ECOS proving to be a useful tool for cataract surgeons in Europe

September 12, 2006

The use of foldable intraocular lenses (IOLs) in cataract surgery is a trend that is continuing to rise across Europe, according to Mats Lundstrom speaking at the Outcomes of Cataract and Refractive Surgery symposium.

The use of foldable intraocular lenses (IOLs) in cataract surgery is a trend that is continuing to rise across Europe, according to Mats Lundstrom speaking at the Outcomes of Cataract and Refractive Surgery symposium.

The European Cataract Outcome Study (ECOS) has been running since 1995 and, so far, 88 surgical units from 27 countries have been involved. Each year, for one month, the units involved collect data for every cataract procedure that is performed. This data is entered into a web based form and collated. The aim is to reflect the outcomes of routine medical care, to create a European basis for quality assurance in cataract surgery and to form a system of benchmarking for best practice.

Lundstrom presented the current results which demonstrate the important trends in the industry. In 1998 ECOS started compiling data on surgical complications and, what has become apparent is that the percentage of sight threatening complications has remained steady at around 3%.

In 2005, 3% of complications were due to white cataracts, 3% were down to small pupil size and 2% were corneal opacities. The rate of ocular morbidity currently stands at around 30-40% but this figure is rising. Second eye surgery now accounts for approximately 40% of procedures and appears to be stable at this level.

The percentage of phacoemulsification procedures stands at 98% and the use of foldable IOLs is at 90%, but this is continuing to rise year by year. The number of surgeons using drop anaesthetics is rising and currently stands at around 74%. The number of in-patient procedures is steadily decreasing.

The web database that is created from these statistics enables surgeons to record, audit and compare outcomes. Ypes Henry from The Netherlands, who has been involved in the project for ten years, sees the importance of such information. He spoke of how, since joining the scheme, he has been able to highlight the areas in which his unit could improve.

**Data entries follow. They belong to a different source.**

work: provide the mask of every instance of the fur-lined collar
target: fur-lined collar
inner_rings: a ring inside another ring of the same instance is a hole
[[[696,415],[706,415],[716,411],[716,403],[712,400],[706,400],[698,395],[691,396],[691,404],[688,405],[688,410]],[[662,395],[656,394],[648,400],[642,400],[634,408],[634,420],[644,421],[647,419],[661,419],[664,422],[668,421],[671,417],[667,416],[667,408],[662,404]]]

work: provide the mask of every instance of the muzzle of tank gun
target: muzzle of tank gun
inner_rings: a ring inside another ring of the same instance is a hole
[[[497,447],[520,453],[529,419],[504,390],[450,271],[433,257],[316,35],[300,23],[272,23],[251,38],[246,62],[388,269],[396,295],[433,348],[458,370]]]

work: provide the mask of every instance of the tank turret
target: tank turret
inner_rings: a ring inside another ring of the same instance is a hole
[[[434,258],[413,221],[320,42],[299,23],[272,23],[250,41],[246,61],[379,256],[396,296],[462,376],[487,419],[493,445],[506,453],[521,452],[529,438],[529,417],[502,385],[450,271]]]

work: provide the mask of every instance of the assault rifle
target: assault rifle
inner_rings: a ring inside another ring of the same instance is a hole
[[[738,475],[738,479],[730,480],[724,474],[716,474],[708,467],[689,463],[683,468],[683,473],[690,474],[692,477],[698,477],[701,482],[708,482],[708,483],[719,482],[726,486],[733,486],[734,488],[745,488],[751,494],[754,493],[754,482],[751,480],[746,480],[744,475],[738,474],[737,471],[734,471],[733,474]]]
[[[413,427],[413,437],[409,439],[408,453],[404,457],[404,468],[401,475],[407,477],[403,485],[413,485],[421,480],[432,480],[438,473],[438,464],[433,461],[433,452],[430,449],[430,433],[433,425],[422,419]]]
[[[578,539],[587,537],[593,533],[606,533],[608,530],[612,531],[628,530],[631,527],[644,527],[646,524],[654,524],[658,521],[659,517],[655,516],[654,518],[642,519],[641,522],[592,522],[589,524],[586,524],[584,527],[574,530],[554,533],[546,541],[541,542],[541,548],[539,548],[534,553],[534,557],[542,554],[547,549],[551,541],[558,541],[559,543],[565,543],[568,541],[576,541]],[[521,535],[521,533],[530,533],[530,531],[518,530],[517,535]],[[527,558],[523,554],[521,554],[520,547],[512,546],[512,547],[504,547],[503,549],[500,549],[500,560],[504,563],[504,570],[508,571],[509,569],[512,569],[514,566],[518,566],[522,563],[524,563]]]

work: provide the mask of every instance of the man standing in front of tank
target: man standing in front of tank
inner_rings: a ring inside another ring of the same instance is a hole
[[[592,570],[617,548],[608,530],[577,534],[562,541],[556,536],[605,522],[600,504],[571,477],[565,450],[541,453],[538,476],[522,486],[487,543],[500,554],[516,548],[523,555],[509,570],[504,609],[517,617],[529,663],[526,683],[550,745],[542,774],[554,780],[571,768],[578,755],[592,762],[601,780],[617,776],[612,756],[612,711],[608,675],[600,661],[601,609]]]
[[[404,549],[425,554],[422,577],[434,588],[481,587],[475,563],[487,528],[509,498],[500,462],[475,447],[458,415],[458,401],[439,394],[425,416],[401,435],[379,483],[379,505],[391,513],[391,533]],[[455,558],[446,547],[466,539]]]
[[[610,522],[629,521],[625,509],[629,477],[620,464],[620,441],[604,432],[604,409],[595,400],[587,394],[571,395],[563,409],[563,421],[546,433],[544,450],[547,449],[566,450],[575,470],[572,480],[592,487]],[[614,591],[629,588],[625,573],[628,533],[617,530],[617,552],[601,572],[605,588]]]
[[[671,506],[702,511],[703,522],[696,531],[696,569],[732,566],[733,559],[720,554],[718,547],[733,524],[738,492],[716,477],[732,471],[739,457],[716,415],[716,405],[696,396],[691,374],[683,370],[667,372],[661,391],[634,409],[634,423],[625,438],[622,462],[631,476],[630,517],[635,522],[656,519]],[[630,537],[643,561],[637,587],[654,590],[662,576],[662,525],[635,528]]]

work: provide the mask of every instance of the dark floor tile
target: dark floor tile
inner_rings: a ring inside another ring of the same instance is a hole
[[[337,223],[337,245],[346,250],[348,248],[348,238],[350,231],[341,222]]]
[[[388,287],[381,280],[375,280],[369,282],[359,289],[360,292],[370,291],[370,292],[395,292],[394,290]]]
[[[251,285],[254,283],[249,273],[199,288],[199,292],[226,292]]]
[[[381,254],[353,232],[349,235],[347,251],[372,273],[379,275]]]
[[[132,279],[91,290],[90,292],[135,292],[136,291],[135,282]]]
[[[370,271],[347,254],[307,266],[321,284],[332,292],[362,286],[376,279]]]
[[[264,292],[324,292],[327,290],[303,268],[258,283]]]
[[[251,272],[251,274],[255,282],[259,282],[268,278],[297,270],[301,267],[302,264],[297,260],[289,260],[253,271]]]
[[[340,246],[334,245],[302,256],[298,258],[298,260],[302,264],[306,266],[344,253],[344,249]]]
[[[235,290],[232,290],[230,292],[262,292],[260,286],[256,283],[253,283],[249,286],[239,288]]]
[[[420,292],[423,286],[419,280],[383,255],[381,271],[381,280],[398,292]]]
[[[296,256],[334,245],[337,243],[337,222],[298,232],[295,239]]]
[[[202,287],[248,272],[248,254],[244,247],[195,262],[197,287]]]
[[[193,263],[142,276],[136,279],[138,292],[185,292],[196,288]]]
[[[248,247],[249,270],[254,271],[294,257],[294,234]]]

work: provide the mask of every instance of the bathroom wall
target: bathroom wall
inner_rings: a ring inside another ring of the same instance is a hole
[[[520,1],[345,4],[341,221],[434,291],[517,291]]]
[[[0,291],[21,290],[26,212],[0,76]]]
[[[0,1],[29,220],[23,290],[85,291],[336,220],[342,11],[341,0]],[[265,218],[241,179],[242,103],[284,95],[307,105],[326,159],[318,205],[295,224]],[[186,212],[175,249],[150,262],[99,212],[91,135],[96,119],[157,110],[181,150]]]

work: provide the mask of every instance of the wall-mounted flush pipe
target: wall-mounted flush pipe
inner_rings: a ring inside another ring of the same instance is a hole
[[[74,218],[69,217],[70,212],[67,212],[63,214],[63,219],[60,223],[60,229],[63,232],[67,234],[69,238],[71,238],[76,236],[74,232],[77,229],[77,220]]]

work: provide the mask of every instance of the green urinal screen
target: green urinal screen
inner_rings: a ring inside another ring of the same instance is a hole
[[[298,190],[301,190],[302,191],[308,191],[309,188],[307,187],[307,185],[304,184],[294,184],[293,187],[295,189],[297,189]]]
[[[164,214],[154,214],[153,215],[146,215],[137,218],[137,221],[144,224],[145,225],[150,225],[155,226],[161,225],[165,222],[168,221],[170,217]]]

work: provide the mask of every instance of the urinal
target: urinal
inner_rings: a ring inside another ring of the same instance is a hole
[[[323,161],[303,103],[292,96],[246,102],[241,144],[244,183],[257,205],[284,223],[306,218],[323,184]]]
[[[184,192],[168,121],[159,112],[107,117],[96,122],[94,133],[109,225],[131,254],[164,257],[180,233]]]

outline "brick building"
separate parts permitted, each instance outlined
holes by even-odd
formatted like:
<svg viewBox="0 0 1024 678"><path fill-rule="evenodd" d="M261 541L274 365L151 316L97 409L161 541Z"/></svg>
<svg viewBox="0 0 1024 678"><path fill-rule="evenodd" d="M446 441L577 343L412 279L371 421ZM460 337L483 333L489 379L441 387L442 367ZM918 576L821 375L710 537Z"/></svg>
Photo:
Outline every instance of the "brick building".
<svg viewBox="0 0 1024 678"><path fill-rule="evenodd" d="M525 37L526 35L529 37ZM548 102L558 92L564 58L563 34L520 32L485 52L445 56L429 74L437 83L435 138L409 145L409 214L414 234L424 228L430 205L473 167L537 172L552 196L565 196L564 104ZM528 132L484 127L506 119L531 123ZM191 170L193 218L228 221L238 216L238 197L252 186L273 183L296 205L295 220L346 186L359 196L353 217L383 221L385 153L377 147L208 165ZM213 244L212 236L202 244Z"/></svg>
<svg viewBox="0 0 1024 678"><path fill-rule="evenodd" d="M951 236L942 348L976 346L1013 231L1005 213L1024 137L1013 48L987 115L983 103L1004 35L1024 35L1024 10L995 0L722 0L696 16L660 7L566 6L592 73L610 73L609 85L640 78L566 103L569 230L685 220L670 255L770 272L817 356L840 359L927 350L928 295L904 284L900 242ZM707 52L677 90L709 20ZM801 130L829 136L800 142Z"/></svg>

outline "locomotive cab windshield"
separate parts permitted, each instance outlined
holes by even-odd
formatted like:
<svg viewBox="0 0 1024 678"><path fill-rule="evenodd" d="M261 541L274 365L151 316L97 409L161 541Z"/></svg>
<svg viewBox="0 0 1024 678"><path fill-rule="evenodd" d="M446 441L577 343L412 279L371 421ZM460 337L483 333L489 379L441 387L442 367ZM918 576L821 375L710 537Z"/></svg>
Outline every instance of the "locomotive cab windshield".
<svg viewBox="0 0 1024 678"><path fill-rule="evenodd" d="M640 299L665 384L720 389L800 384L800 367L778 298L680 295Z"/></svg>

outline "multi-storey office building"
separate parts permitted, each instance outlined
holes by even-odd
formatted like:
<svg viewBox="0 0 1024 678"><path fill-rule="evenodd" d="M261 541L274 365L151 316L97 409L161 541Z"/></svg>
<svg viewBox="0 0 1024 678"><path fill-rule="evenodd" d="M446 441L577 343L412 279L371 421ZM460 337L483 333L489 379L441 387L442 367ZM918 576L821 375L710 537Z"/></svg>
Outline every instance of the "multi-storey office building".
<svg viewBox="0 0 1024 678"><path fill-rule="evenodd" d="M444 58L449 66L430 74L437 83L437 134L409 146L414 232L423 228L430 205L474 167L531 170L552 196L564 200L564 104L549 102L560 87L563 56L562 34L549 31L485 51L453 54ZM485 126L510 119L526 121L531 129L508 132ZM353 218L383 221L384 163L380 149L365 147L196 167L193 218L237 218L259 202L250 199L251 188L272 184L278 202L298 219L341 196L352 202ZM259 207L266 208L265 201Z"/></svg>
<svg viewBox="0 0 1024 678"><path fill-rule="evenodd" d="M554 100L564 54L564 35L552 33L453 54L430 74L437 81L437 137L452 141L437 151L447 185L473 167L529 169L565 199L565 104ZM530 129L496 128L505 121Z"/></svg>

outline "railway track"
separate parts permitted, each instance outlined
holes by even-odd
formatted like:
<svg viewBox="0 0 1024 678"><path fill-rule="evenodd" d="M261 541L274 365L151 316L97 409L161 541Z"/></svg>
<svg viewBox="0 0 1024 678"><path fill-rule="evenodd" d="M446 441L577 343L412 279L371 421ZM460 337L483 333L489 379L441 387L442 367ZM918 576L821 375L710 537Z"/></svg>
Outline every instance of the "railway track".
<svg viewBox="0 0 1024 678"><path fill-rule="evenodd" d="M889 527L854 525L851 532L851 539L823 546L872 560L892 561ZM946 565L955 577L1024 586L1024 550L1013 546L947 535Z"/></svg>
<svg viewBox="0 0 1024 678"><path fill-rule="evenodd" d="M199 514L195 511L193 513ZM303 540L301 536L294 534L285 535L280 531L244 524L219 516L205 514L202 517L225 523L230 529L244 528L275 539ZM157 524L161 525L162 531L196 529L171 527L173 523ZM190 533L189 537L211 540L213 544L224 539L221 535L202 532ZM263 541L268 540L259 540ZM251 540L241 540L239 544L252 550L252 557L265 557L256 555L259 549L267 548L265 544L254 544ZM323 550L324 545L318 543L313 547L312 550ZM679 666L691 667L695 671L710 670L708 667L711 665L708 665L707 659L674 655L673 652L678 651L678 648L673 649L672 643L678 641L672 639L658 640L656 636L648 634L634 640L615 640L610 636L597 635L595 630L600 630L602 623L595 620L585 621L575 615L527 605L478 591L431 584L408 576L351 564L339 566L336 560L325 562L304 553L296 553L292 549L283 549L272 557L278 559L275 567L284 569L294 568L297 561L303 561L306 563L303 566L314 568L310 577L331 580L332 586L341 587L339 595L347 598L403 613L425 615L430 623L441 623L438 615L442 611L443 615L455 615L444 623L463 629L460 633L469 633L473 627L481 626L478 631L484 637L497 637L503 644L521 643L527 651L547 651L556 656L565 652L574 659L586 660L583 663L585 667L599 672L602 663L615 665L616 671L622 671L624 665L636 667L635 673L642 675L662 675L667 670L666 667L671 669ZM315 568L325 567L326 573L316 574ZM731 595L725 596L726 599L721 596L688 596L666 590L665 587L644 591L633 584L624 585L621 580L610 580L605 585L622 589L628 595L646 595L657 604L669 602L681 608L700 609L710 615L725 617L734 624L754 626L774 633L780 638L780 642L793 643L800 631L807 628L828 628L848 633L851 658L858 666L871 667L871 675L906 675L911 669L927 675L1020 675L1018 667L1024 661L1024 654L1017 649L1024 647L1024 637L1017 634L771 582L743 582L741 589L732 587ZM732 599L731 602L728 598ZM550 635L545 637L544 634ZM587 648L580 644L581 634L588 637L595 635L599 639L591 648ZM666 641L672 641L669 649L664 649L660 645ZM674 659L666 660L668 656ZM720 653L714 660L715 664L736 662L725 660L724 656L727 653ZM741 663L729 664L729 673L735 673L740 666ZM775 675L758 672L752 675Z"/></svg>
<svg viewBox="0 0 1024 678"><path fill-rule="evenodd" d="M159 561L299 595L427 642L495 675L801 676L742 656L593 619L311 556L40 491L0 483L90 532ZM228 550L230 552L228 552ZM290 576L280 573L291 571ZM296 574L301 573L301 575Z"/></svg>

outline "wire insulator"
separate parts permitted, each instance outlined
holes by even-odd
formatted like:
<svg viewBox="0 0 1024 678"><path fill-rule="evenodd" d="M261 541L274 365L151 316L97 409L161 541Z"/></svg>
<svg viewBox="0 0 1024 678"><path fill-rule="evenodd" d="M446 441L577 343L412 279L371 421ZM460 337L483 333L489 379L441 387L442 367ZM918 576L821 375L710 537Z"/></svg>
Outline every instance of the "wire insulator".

For example, he noticed that the rate of induced astigmatism was high in comparison with some units and after examining the data he changed to using foldable IOLs and the problem has been resolved.

Henry stresses the importance of the anonymity of the database, since the names of the units are not included there is no sense of embarrassment or fear, it simply becomes a process of seeing how your surgical unit compares with the average outcomes and where you might improve or indeed seeing where it is doing well. Henry feels that there is a real sense of getting something in return for your input.

The feeling from the symposium was that ECOS has been a success. It has produced a standardized system of collecting data and is already having a real impact on helping to improve outcomes across Europe.

Ophthalmology Times Europe reporting from the XXIV Congress of the ESCRS, London, 9-13 September, 2006.